Un caso de 2023, que tiene en el centro a una anestesista, condenada a fines del año pasado por la Justicia tras cometer mala praxis y un año antes por el Ministerio de Salud Pública por la misma razón —hoy está inhabilitada para ejercer como médica— volvió al tapete en estos días al conocerse una decisión política adoptada por la ministra Cristina Lustemberg. La jerarca entendió que la sanción de inhabilitación contra la profesional era excesiva, y con fecha 2 de febrero resolvió que la pena fuera de tres años en lugar de cinco.
Esto generó dos reacciones concretas: primero, la renuncia en masa de gran parte de los integrantes de la Comisión Honoraria de Salud —que investigó lo ocurrido y determinó la sanción luego de constatar que la paciente, Soledad Barrera, sufrió una "muerte evitable"— y una postura crítica de la oposición, particularmente de la bancada del Partido Nacional, quien consultó a Lustemberg al respecto en su comparecencia este martes a la comisión de Salud Pública de la cámara alta.
Y ahora se sumó una tercera reacción: la indignación de Rosario Barrera, la madre de la víctima, una pediatra de 41 años que el 26 de octubre de 2023 se sometió a una intervención quirúrgica de rutina —tenía que extraerse la vesícula— pero nunca más despertó: antes de morir, estuvo 10 meses en estado vegetativo.
La Justicia condenó a la anestesista a dos años de libertad a prueba —con arresto domiciliaria parcial durante los primeros ocho meses—, un castigo que Barrera consideró siempre insuficiente, y así se lo manifestó en su momento al fiscal del caso, Fernando Romano, que pactó esta pena —y sus condiciones— con la defensa de la médica, con quien firmó un acuerdo abreviado.

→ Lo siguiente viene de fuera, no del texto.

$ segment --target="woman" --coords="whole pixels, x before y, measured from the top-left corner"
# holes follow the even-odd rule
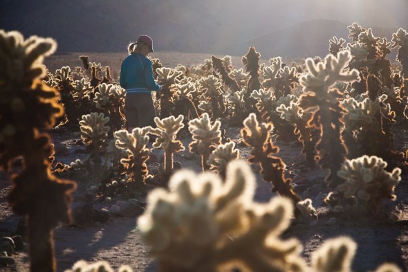
[[[151,38],[140,35],[127,50],[129,55],[122,62],[120,83],[126,89],[124,110],[130,132],[135,127],[156,127],[151,91],[158,91],[161,87],[154,80],[151,62],[146,57],[153,52]]]

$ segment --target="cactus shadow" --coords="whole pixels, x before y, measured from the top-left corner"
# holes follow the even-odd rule
[[[84,228],[57,228],[54,233],[57,271],[71,269],[80,260],[88,262],[107,260],[131,264],[138,258],[145,262],[147,249],[140,243],[136,218],[118,218],[106,224]],[[123,246],[127,248],[123,251]],[[121,261],[114,259],[120,258]]]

"Hay que tener en cuenta que esta mujer mató a mi hija, aunque en un primer momento dijo que no había hecho nada y apuntó contra el cirujano que la operó. Pero después salió a decir que ella sí era culpable, y ahora disfruta de sus días mientas yo no puedo hacerlo", dijo Barrera, quien no pudo mostrarse más contraria a la decisión de Lustemberg, que este martes ante los senadores reafirmó que, "asesorada" como dijo estarlo, no va a cambiar de opinión.
"No entiendo la decisión que tomó —siguió Barrera, en conversación con El País—. Y no entiendo tampoco a la gente. Mi hija (pediatra) la tenía en un pedestal a Lustemberg, ¿y ahora ella hace que le bajen la pena a quien mató a mi hija? No entiendo por qué son así las cosas de la vida. Las personas que uno piensa que van a actuar mejor, terminan actuando peor".
Barrera volvió a lamentar el tiempo de condena que recibió la médica, y lo que este caso, entiende, habla del sistema sanitario y judicial. "La Justicia y la medicina están muy mal... Yo lo único que recomiendo a la gente es que se cuide".
Respecto a qué decisión tomará a partir de ahora, si es que puede tomar alguna, respondió que se asesorará. "Voy a ver qué puedo hacer. Si pudiera bajar la resolución de la ministra, lo haría. Porque la decisión no fue de ella, en realidad, sino de un grupo de médicos honorarios, de los cuales la mayoría renunció, lo que demuestra lo desacuerdo que estaban".